On November 5, 2009, Virginia Tech graduate and U.S. Army psychiatrist Nidal Hasan shot and killed 13 of his fellow service members at Fort Hood, Texas. Hasan had complained sometimes about being harassed in the Army for being a Muslim and being harassed was also part of my situation, though having been harassed in some way seems not uncommon among a number of these mass killers. He had also objected to America’s wars in Iraq and Afghanistan on religious grounds and was himself about to be deployed to Afghanistan when the shootings occurred.(156) I used to write often in my blog about the U.S. wars in Iraq and sometimes Afghanistan as I’ve said before. But I had stopped blogging over two years previously at the time of the Hasan killings,(157) so although there is still a possible connection, it would seem to be much weakened.
If this was a conspiracy-related event, its significance may have come from Hasan being a psychiatrist as may have been the case with Daniel Harrington as well.(158) Both Cho and I had had the negative experiences with the psychiatric profession with the attempts at involuntary commitment as discussed above.
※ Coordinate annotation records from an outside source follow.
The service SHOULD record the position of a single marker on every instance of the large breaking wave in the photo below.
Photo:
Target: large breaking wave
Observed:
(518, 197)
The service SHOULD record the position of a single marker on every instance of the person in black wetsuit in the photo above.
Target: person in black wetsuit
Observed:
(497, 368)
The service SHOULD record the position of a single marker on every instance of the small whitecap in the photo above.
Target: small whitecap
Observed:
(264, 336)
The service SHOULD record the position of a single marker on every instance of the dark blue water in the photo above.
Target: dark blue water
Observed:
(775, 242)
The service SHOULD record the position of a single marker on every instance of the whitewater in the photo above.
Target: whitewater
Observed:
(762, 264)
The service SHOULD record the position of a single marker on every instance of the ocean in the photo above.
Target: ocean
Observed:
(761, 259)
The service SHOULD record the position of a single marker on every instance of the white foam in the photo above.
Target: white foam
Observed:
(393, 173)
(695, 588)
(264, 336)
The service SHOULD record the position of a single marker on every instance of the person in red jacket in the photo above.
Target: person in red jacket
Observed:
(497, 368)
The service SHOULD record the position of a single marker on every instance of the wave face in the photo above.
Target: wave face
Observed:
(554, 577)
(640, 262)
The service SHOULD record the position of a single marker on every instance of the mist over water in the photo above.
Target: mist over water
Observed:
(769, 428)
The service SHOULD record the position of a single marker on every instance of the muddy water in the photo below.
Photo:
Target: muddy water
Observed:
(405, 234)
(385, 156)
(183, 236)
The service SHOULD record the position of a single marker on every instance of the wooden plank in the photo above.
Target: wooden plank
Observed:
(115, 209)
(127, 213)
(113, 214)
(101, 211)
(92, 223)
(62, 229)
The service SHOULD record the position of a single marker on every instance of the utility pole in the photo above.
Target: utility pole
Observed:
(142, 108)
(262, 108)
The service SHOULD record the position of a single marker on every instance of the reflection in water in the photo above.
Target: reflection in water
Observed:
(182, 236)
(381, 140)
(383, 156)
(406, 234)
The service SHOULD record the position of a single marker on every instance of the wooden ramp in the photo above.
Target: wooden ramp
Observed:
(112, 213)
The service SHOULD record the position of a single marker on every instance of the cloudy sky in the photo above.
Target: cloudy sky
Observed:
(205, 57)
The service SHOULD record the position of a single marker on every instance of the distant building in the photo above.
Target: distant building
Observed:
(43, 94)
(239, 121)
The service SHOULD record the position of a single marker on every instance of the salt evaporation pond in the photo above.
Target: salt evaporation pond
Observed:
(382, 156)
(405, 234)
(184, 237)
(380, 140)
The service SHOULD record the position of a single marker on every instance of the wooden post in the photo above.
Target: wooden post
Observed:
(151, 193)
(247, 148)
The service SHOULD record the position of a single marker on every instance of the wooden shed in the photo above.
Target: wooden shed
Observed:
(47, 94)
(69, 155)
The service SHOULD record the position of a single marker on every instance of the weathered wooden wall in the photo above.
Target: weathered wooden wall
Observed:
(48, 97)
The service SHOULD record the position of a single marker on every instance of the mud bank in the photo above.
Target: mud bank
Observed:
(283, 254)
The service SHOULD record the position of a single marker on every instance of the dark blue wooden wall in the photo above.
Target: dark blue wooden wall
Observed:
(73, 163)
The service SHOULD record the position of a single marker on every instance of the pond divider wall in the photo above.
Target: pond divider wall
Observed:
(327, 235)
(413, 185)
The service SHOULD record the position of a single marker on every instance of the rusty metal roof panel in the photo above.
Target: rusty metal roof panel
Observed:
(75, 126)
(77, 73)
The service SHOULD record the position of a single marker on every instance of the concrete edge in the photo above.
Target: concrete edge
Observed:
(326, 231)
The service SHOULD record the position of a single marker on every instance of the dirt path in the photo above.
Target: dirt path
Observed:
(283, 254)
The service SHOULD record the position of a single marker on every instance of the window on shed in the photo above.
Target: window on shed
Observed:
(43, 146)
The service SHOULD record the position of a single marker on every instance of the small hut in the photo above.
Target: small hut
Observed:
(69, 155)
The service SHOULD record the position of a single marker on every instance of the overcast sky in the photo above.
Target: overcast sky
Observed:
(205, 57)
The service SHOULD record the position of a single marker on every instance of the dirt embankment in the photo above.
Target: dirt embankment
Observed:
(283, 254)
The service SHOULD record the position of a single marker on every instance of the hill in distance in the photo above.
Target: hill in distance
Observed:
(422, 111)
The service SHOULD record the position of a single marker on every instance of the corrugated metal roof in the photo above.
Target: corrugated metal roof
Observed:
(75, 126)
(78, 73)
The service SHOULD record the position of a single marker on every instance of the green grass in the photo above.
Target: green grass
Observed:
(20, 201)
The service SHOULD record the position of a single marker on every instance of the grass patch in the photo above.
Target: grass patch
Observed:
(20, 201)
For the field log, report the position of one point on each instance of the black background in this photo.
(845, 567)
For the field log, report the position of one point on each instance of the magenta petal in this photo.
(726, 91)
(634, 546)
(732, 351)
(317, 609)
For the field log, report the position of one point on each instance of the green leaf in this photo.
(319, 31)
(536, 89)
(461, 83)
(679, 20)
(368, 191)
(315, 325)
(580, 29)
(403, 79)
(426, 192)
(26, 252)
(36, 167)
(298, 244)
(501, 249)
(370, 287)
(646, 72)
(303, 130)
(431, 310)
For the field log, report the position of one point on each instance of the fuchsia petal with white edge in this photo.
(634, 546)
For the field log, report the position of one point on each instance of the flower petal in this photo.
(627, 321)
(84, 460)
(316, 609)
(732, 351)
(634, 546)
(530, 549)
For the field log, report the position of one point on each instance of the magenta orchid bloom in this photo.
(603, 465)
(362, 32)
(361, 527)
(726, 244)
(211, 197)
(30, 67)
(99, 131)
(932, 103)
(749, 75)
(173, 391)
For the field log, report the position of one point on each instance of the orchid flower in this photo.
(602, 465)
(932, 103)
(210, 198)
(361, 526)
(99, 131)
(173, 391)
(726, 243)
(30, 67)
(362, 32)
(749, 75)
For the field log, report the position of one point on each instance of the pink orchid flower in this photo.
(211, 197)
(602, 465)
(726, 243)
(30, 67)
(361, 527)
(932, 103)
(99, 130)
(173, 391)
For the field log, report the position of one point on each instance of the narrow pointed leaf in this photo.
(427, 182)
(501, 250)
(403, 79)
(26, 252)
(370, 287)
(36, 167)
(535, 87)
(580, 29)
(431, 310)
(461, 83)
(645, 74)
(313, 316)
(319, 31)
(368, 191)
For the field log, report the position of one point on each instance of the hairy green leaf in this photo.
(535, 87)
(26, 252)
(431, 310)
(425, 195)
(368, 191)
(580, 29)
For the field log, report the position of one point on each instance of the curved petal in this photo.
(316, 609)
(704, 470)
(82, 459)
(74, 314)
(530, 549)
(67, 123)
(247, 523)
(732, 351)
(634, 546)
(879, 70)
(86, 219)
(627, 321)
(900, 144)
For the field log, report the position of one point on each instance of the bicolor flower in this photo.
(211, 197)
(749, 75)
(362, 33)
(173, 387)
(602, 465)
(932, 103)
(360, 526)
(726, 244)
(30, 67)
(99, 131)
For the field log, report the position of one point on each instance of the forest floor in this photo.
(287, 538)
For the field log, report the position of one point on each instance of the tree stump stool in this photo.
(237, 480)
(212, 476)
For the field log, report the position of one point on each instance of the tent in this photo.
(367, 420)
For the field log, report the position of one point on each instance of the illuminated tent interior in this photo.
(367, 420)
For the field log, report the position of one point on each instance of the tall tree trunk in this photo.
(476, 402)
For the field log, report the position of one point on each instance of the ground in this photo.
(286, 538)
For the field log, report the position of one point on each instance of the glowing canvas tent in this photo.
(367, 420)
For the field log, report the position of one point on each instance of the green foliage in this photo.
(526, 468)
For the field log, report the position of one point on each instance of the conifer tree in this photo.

But to focus on Cho, with Cho, both Cho and those with mental illnesses or purported mental illnesses received much negative attention with their illnesses being linked to their violent acts or potential violent acts. So by having Hasan who had graduated from the same college as Cho had attended and then who went on to become a psychiatrist who would later commit a similar mass killing may have provided a kind of balancing response to the negative backlash of Cho’s earlier killings since psychiatry is the profession that had provided the intellectual underpinnings that had linked mental illness to acts of violence, and professionals acting from a psychiatric perspective were the ones who had previously attempted to have Cho involuntarily committed. This attempt at involuntary commitment may have also played a role in the subsequent 2007 killings by establishing or enhancing feelings of persecution and alienation in Cho when faced with the very real threat of having his personal freedom taken away through involuntary commitment. Perhaps those connected to my alleged conspiracy felt that this attempt at involuntary commitment as well as the attempt to link Cho’s purported mental illness with the 2007 killings were unfair in some way. So by having Hasan’s subsequent mass killing perpetrated by a psychiatrist, perhaps a degree of doubt or caution was cast upon the validity of the psychiatric-related profession’s previous attempts and conclusions in regards to Cho and upon many people’s subsequent use of these attempts and conclusions in their own attempts and conclusions.(159)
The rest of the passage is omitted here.